WELCOME TO THE CIRCUS
Ah - it's election time again. And if you're a Londoner with a thing for representative democracy, you must be having a right old jamboree. All the ingredients are there:
(a) an incomprehensible electoral system to defy all logic,
(b) breast-beating white men fighting for your attention like hyperactive children, and
(c) an hysterical media reminding us that, really, this is what separates us from the savages - a real chance to have your say about how your city is run - of course, nothing too radical, just a cross in a couple of boxes ... but still! ah, ain't democracy just grand?
Let's start with (a) - the system. The way votes are calculated for the London Assembly is bewildering - some Members will get in via first-past-the-post, the rest via PR. The important thing is that a party must get at least 5% of the overall vote to be eligible to gain seats. So if a large number of voters in, say, the Dagenham and Redbridge area vote BNP, the BNP would have to get at least 5% of the total London vote in order to win a seat. The idea being that very localised issues should not be allowed to dominate the pan-London picture. What this means is, if you are appalled by the idea of fascist representation in your city's Assembly, you must get out there and vote. The fewer moderates or progressives who vote, the larger the BNP's share of the vote will be.
The system of electing the Mayor is rather simpler. To win outright, a candidate must win 50% or more. Even in his golden years, Ken Livingstone only ever won 39%, so an outright victory is virtually impossible this time round. It's more likely that the election will be decided by adding the second-choice votes to the first-choice votes - whoever wins this, will be Mayor of London.
Part (b) - the candidates. The best of the candidates is Lindsey German - she has the policies, the correct philosophy for London, and an inclusive style which can win people over (not always the case with senior SWP figures). Sian Berry looks good on paper - though I can't say I've ever heard or seen her speak. Of course, neither of these will win.
The main objective, negative and pragmatic though it may be, is to stop Boris Johnson becoming Mayor. Johnson is a slippery customer, and Livingstone has obviously debated whether to lampoon him as a hopeless buffoon, or paint him as a more sinister, far-right figure. He has opted for the latter, which I think is sensible. Johnson supported the war in Iraq, supported the election of Bush in 00 and 04, opposed the Kyoto Treaty, opposed the minimum wage, wants to reduce the development of affordable housing in a city where demand already far outstrips supply, referred to black people as "picaninnies" and the Stephen Lawrence enquiry as "Orwellian". And from his absurd little Lend me your ears, he writes:
It was mesmerising, in April 2003, to stand in Baghdad and look at the contrast between the Americans and the people they had liberated. The Iraqis were skinny and dark, badly dressed and fed. The Americans rode in their Humvees (a vehicle that is eloquently bigger than our Land Rover: more slouching, bigger tyred, cooler). The marines had the shades with the slick little nick in the corner. They were taller and squarer than the indigenous people, with heavier chins and better dentition. They looked like a master race from outer space, or something from the pages of Judge Dredd…

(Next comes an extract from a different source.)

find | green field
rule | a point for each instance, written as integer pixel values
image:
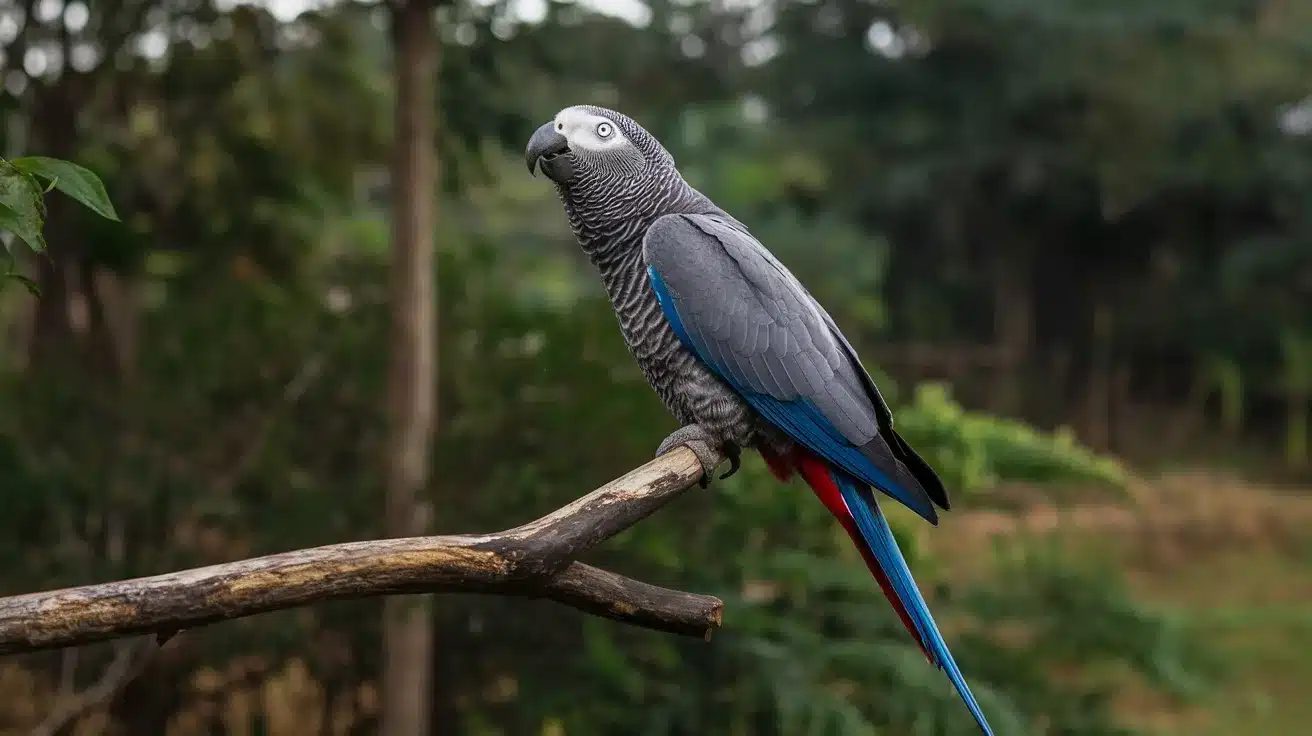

Here is a statistic that you should be aware of, all you Fisks and Pilgers and Robin Cooks, who prophesied thousands and thousands of deaths. I went to see Qusay Ali Al-Mafraji, the head of the International Red Crescent in Baghdad. Though some nametags have been lost, and though some districts have yet to deliver their final tally, guess how many confirmed Iraqi dead he has listed, both military and civilian, for the Baghdad area? He told me it was 150, and he has no reason to lie.
150. Apparently, 42% of Londoners would vote for this guy as their first choice. Unbelievable.
Ken Livingstone is hardly flawless - his position on property development, on housing for working class people, on taxing of non-doms, on the role of big business etc has grown more conservative in recent years. But the congestion charge, his efforts at unifying London in all its diversity and his opposition to the war in Iraq from the start earn him my vote. If you plan to vote for another party as your first-choice, I think you should give Ken your vote as second choice.
As a postscript, the Lib Dems could have done well this year on the back of second choice votes, had they not picked such a poor candidate. Presumably Brian Paddick - the liberal copper - was picked for integrity and recogniseability. Alas, that's not enough (he's currently on 10%) - however visionary he was as Lambeth's Borough Commander, he has no vision for London that I can detect and is a deadly dull speaker. Of all the campaigns in 2008, the Lib Dems' appears the most pointless.
And (c) - the media? Well, for those of you who live outside of the capital, we have a number of free papers here in London which some people read on the tube, and most people use to wipe their bums. The Evening Standard is the grandaddy of these sordid little rags - unfortunately, it is not free, so it is for bourgeois bums only. The Standard has always hated Livingstone, and is supporting Johnson. The others run polls on which candidate's partner looks best in capri pants. London's a real shithole sometimes.